La liste des invités - Claude Lanzmann, Roger Grenier, Jean Baudrillard... - est trop longue pour en faire une recension complète. Mais ce que l'on pouvait penser n'être au départ qu'un projet marginal au monde de la psychanalyse s'impose rapidement comme une référence. Au point d'y faire écrire des membres de la Société psychanalytique de Paris, la gardienne du temple freudien. "Les réunions du comité étaient un lieu passionnant de remue-méninges, se souvient Michel Gribinski. On brassait les idées, c'était drôle, c'était vif. Chacun y était tout entier soi-même et les désaccords quand il y en avait étaient vite oubliés." Même si la revue déroute parfois, les ventes atteignent au total 250 000 exemplaires, soit une diffusion moyenne de 5 000 numéros par titre. Le plus beau score revient au thème (n° 19) consacré à "L'enfant" (près de 8 000 ventes). Claude Gallimard, qui dirige alors la prestigieuse maison d'édition, est largement satisfait.

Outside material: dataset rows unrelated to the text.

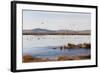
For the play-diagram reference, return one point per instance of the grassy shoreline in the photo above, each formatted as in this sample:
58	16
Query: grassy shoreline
28	58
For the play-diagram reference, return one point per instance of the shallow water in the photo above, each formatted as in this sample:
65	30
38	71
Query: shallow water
42	46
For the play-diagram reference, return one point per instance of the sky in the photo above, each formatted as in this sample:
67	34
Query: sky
52	20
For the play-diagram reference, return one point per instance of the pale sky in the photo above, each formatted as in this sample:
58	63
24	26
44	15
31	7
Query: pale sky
56	20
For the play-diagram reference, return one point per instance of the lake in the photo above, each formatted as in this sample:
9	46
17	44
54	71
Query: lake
42	45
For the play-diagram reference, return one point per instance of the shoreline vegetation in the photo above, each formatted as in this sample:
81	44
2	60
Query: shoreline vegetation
39	31
29	58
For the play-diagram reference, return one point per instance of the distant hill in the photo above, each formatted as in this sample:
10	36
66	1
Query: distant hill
39	31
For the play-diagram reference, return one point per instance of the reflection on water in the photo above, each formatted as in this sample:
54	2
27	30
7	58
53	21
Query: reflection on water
43	46
53	53
30	41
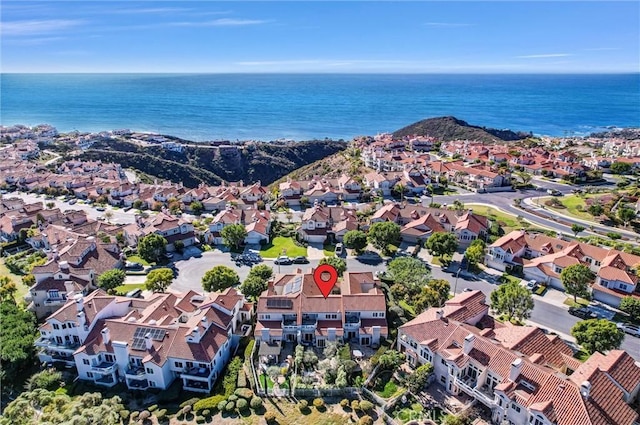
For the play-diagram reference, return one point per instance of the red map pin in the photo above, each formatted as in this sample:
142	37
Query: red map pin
319	275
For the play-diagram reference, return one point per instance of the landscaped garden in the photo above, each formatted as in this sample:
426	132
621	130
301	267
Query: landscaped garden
282	246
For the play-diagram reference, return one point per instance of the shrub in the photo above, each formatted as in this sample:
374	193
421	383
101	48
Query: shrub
209	402
366	405
190	402
365	420
255	403
244	393
161	415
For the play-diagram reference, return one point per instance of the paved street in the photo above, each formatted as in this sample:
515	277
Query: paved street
547	315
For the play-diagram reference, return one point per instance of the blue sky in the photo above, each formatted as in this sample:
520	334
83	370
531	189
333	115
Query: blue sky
365	36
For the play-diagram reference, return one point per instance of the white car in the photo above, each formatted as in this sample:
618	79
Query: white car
629	328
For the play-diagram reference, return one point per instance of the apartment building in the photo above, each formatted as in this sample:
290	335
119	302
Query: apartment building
521	374
292	309
146	343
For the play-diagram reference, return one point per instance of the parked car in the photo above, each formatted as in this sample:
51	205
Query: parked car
629	328
582	312
282	260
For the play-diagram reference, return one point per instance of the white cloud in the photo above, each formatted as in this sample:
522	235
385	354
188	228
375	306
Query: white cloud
545	55
35	27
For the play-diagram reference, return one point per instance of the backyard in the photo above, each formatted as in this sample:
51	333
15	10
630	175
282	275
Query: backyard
282	246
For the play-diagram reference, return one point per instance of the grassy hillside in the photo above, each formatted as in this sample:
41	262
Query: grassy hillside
265	162
451	128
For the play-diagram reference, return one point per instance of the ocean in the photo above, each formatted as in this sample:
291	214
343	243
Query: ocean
203	107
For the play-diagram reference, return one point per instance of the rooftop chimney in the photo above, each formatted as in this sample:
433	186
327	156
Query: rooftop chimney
79	299
516	367
468	343
585	389
106	335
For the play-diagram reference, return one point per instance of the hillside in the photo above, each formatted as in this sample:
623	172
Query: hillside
264	162
451	128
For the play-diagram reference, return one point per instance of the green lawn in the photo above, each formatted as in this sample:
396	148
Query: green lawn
22	288
123	289
329	250
137	259
282	246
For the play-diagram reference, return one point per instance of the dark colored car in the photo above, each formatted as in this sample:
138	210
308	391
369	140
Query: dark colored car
582	312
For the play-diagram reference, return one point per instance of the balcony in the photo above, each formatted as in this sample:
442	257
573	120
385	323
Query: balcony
53	344
136	373
197	373
103	368
483	395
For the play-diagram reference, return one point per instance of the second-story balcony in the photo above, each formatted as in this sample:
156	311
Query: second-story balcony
136	372
104	368
483	395
197	373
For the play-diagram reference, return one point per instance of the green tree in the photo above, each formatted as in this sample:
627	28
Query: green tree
631	306
8	288
576	228
262	271
626	215
576	279
441	244
419	378
196	207
219	278
152	247
158	280
512	299
17	335
338	263
233	235
620	167
597	335
596	210
408	271
383	234
355	239
253	286
390	360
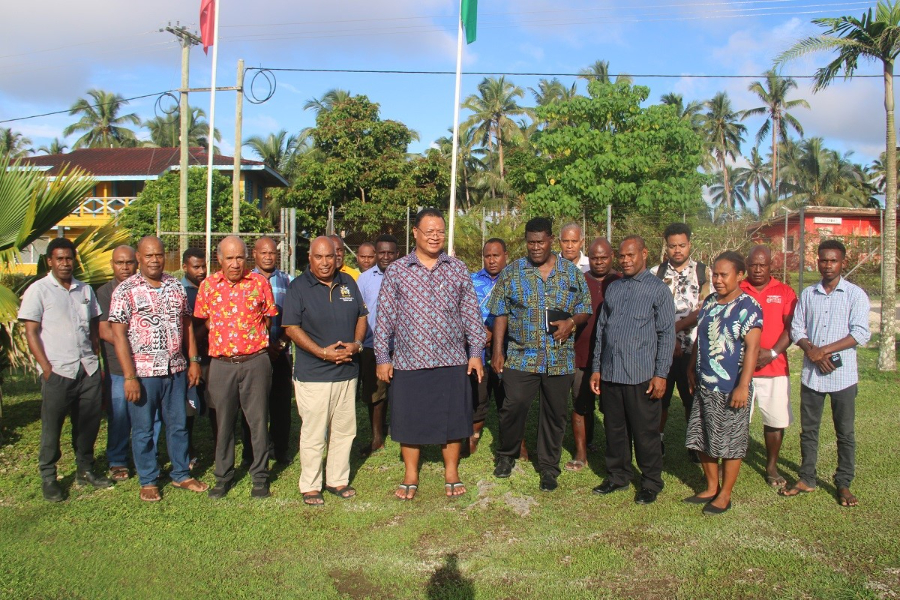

Pourtant, alors que la renommée de la revue et les ventes ne font qu'augmenter, J.-B. Pontalis décide de mettre fin à l'aventure. Le cinquantième numéro sera le dernier : il s'appelle "L'inachèvement". Pourquoi ce sabordage ? L'agrégé de philosophie s'en explique dans l'éditorial : "Je m'étais dit, dès le départ, que le jour où la force de l'habitude l'emporterait sur l'amour des commencements, il serait bon de marquer au moins un temps d'arrêt (...). Quelque chose n'est plus au rendez-vous. Quelque chose qui pourrait s'appeler le désir de fonder, à chaque fois, comme au premier jour."

Aujourd'hui, il reconnaît volontiers que cette décision regrettée par ses collaborateurs avait été dictée par "un peu d'égoïsme". "Au bout d'un certain temps, j'ai eu envie de passer à autre chose." J.-B. souhaitait notamment se consacrer davantage à la nouvelle collection "L'un et l'autre", qu'il dirigeait, depuis 1989, chez Gallimard. Mais dans nombre de bibliothèques, il reste comme un vide. Beaucoup de lecteurs n'ont pas compris cet arrêt brutal. Afin de les consoler, J.-B. terminait son éditorial par cet aphorisme : "Quand le train entre en gare, le voyage n'en est pas pour autant fini !"

Nouvelle Revue de psychanalyse. 1970-1994. Dirigée par Jean-Bertrand Pontalis.